The Data Engineer is responsible for building, integrating, and operating the company’s data platform, ensuring that data is collected, processed, stored, and delivered accurately, securely, and in a timely manner.
This position will also participate in researching and implementing emerging technologies related to API Integration, Data Platforms, Dashboards, AI Agents, and AI Automation. The role aims to automate business processes, improve operational efficiency, and support data-driven decision-making across the organization.
Key Responsibilities
1. System Integration and API Development
· Analyze, design, and develop integration solutions connecting ERP, CRM, internal applications, partner systems, and third-party platforms.

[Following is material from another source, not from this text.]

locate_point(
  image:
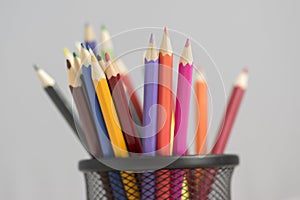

· Build, manage, and optimize RESTful APIs, webhooks, data synchronization services, and system integration workflows.
· Ensure the accuracy, integrity, and consistency of data exchanged between systems.
· Monitor integration workflows, troubleshoot incidents, and implement logging and alerting mechanisms.
2. Data Platform Development and Operations
· Design and develop ETL/ELT processes to collect, clean, transform, standardize, and consolidate data.
· Build and operate Data Warehouses, Data Lakes, or centralized data platforms for reporting and analytics.
· Design data structures, data models, and Data Marts aligned with business requirements.
· Optimize query performance, data storage, and processing efficiency.
· Develop data quality validation mechanisms, maintain data history, and identify and handle data anomalies.
· Monitor and maintain Data Pipelines to ensure stability, reliability, and scalability.
3. Dashboards and Business Intelligence
· Collaborate with business departments to understand reporting requirements and management KPIs.
· Build datasets, semantic models, and dashboards to support operational management and executive decision-making.
· Develop management reports using Power BI or equivalent Business Intelligence platforms.
· Ensure that reporting data is accurate, consistent, and traceable to its original sources.
· Optimize data refresh processes and dashboard performance.
4. Internal Application and Tool Development
· Develop applications, services, and internal tools that support data management, operations, and analytics.
· Build backend services, API services, and automation programs to improve operational efficiency.
· Participate in requirement analysis, solution design, development, testing, deployment, and maintenance of new technology solutions.
· Collaborate with Business Analysts, Developers, AI Engineers, and business stakeholders throughout the implementation process.
5. AI Agents and AI Automation
· Research, evaluate, and implement AI Agents in suitable business processes.
· Develop AI Automation workflows that connect data sources, APIs, internal systems, and AI models.
· Prepare, process, and provide data for AI applications, chatbots, Retrieval-Augmented Generation systems, and intelligent analytics solutions.
· Integrate AI platforms such as OpenAI, Google Gemini, Anthropic, or internally deployed AI models.
· Evaluate the effectiveness, accuracy, cost, scalability, and security risks of AI solutions.
· Propose AI initiatives that reduce manual work, streamline processes, and improve employee productivity.
6. Governance, Security, and Documentation
· Implement role-based access control and data authorization mechanisms.
· Ensure that data and integration information are protected throughout the entire processing lifecycle.
· Prevent sensitive data from being exposed through APIs, dashboards, system logs, or AI services.
· Develop and maintain technical documentation, API documentation, Data Dictionaries, Data Pipelines, AI workflows, and operational guidelines.
· Perform source-code version control, testing, and deployment in accordance with the Information Technology department’s processes and standards.